Malaysia: Motor insurance detariffication promotes innovation
Source: Asia Insurance Review | Jan 2018
Malaysia Motor Regulation
More innovative motor insurance products with lower prices are expected to be rolled out following the liberalisation of the motor tariff which came into effect on 1 July 1 2017, said the General Insurance Association of Malaysia (PIAM).
PIAM Deputy Chairman Chua Seck Guan said that car owners can now, for example, purchase the smart key insurance, or opt for additional coverage such as flood damage insurance at a lower premium. These products were not available in the previous tariff regime.

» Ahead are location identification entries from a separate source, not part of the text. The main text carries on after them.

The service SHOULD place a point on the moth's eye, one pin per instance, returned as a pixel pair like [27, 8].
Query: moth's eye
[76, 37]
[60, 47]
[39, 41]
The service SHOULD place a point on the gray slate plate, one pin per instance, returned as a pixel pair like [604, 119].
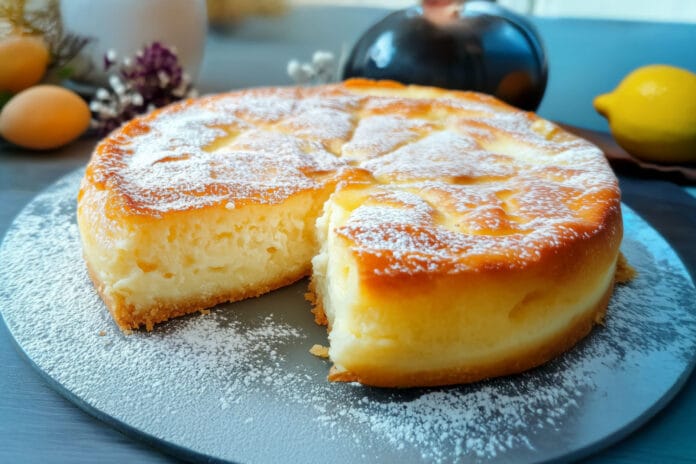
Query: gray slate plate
[239, 384]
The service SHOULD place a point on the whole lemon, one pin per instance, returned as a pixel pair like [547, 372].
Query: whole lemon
[23, 62]
[44, 117]
[652, 113]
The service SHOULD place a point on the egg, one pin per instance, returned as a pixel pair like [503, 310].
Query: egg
[44, 117]
[23, 62]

Bank Negara, the central bank, introduced the first phase of the Liberalisation of the Motor and Fire Tariff on 1 July 2016, which allowed insurers and takaful operators to offer new motor products and add-on covers at market-based pricing. In the second phase, which took effect on 1 July this year, premium pricing for comprehensive, third party, fire and theft motor insurance coverage was liberalised.
Cheaper premium now
PIAM Chairman Antony Lee said the recent floods in Penang revealed that only 2-4% of car owners had insurance coverage against damage by floods as the related insurance premium was rather expensive.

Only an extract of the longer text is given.